“Despicable Me 3” (Universal)

Gru, voiced by Steve Carell, appears in the animated movie "Despicable Me 3." (CNS/Universal)

By Catholic News Service

Strong values accompany a weak central plot in this animated comedy, the second direct follow-up to the 2010 original.

As the once slightly wicked villain (voice of Steve Carell) who turned thoroughgoing good guy over the course of the first two films tries to thwart an ex-child actor (voice of Trey Parker) whose 1980s TV show was abruptly canceled from wreaking delayed vengeance by destroying Hollywood, he also discovers that he has a brother (also voiced by Carell) his mother (voice of Julie Andrews) never told him about. The siblings quickly bond, and family life is further celebrated through scenes of the protagonist’s interaction with his supportive wife and crime-fighting partner (voiced by Kristen Wiig) and their shared nurturing of their trio of adopted daughters (voices of Miranda Cosgrove, Dana Gaier and Nev Scharrel).
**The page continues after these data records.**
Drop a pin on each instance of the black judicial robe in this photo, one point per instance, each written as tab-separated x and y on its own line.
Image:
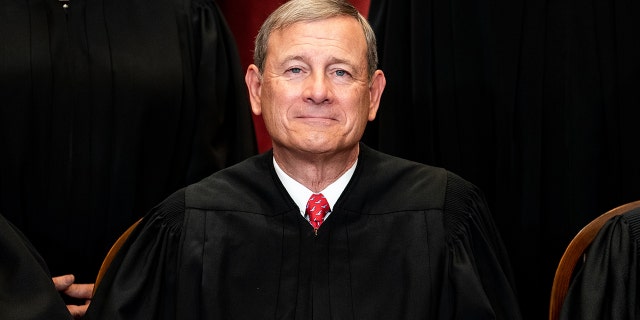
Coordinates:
404	241
606	285
26	289
106	108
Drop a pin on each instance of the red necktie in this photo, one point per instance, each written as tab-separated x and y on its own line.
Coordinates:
317	209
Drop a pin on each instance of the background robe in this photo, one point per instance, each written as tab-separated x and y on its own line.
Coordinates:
105	109
26	289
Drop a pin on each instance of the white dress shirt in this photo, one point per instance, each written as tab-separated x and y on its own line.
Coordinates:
301	194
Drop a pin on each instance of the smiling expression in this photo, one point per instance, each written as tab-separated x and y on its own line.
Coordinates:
315	95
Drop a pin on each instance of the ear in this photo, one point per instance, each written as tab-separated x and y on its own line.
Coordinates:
378	82
253	79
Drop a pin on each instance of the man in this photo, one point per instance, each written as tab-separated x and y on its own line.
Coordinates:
394	239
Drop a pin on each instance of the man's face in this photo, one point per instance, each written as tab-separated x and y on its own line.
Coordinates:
315	95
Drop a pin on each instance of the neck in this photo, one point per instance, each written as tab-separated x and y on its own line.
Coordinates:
315	171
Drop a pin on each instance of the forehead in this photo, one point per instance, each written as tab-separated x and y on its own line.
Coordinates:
338	36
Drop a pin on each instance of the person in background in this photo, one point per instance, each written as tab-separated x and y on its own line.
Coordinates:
107	107
321	226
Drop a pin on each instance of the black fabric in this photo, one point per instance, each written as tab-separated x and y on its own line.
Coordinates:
26	289
534	101
404	241
606	284
108	107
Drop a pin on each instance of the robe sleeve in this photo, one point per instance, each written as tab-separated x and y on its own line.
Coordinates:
606	284
142	279
26	288
225	133
479	282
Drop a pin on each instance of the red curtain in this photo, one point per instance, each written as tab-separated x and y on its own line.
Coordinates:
244	18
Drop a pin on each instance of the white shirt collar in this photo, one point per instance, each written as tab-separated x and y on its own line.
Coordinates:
300	194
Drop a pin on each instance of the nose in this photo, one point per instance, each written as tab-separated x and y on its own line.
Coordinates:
317	88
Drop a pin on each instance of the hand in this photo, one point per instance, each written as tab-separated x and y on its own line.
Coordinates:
65	285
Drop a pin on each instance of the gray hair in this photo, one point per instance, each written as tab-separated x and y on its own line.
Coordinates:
295	11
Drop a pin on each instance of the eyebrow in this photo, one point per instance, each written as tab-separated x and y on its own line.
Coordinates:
332	61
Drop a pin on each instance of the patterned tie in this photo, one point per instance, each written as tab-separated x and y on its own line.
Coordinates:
317	209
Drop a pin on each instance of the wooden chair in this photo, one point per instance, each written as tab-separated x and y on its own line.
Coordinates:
574	252
112	253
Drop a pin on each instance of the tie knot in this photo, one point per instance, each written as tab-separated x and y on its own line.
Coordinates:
317	209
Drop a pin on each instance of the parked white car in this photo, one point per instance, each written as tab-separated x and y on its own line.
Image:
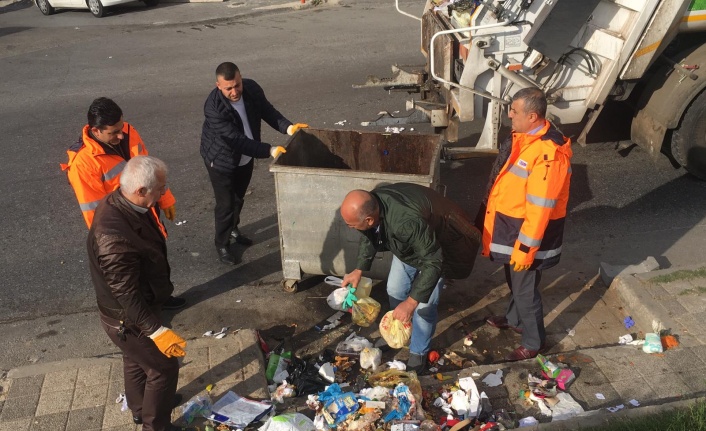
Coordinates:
97	7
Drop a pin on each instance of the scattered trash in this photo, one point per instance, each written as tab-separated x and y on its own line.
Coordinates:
327	372
397	365
122	399
629	323
197	406
365	311
564	379
234	410
548	367
653	343
669	342
625	339
288	422
370	357
285	390
528	421
494	379
337	405
454	358
353	345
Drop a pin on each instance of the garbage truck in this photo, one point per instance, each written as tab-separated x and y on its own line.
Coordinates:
582	53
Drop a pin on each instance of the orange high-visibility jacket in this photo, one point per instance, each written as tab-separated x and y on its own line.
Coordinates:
524	220
94	174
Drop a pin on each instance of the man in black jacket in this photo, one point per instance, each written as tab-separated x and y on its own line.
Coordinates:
230	139
127	257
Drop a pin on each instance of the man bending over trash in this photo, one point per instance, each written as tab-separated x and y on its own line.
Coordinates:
430	237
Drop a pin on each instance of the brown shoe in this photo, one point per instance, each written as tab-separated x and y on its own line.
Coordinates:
501	322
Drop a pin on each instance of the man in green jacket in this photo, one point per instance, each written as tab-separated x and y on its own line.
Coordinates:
431	239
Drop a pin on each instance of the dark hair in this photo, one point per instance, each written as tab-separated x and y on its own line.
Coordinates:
534	101
104	112
227	71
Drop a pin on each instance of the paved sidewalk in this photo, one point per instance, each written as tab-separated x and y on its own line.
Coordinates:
80	394
676	297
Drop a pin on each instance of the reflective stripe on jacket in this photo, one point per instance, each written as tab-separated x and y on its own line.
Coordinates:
524	220
93	173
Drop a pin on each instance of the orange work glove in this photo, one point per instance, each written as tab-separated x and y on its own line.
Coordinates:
168	342
276	151
294	127
170	212
519	267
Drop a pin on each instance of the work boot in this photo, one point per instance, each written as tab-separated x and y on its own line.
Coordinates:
174	303
225	256
239	238
416	362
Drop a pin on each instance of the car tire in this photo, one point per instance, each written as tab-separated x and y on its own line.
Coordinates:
689	139
45	7
96	8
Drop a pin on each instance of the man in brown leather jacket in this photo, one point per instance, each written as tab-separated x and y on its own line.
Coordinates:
128	262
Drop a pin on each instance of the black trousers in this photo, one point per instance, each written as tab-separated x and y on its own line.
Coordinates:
229	190
150	379
525	309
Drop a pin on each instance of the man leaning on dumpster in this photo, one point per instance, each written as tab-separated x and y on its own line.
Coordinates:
230	139
431	238
127	257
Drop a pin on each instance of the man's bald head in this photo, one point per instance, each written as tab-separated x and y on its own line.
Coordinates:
360	210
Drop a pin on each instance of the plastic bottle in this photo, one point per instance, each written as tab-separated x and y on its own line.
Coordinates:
364	287
273	363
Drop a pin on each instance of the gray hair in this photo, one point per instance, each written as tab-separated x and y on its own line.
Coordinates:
141	171
534	101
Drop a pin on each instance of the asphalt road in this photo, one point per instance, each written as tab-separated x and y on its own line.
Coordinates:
158	65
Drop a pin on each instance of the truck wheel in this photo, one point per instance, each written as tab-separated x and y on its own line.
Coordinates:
689	140
45	7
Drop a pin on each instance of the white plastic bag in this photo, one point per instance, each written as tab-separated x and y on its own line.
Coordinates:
288	422
370	357
336	298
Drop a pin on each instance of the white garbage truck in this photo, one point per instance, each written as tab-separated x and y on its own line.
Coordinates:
582	53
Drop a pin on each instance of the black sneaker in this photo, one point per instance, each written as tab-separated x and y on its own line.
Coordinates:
226	257
239	238
174	303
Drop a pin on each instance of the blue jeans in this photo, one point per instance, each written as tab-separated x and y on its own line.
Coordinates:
399	284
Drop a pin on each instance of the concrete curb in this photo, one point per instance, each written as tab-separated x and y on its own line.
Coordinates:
640	303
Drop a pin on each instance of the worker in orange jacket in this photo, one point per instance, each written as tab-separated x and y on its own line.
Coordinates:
524	215
96	161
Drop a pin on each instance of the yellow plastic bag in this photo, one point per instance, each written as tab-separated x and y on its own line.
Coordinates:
365	311
395	332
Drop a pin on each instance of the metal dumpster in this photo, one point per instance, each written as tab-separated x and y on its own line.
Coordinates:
311	179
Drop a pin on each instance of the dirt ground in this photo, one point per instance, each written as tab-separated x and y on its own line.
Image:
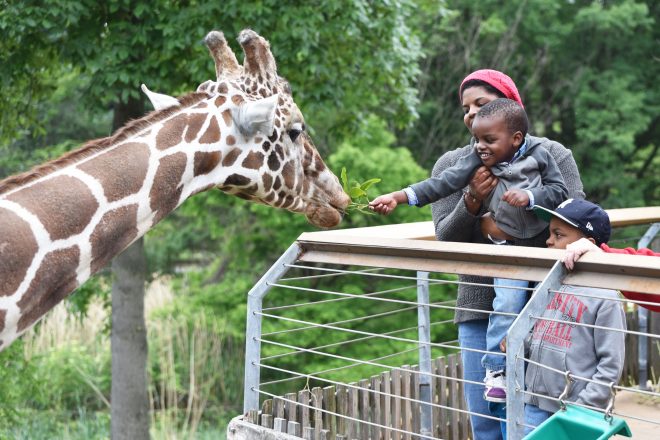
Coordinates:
644	407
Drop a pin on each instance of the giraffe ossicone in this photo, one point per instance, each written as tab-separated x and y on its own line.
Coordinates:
242	133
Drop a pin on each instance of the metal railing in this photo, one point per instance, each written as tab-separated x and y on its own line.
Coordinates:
422	257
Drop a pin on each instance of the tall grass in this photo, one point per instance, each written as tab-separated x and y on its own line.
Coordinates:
194	373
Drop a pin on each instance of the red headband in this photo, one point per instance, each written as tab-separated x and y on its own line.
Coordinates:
496	79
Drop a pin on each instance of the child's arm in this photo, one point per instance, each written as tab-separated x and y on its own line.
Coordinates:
553	190
387	203
610	351
452	179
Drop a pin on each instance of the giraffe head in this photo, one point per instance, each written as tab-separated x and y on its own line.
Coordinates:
269	158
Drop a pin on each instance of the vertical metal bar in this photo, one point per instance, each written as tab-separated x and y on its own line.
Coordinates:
253	330
424	331
642	318
515	377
Though jokes riffing on Reagan-era fads and fashions generally fall flat, the pixilated minions (voiced by director Pierre Coffin) who once carried out the main character’s bidding — and who featured in their own 2015 film — are on hand to get things back on track.

Characters in peril, brief partial nudity played for laughs, mild scatological and anatomical humor, a couple of vaguely crass slang terms. The Catholic News Service classification is A-II — adults and adolescents. The Motion Picture Association of America rating is PG — parental guidance suggested. Some material may not be suitable for children.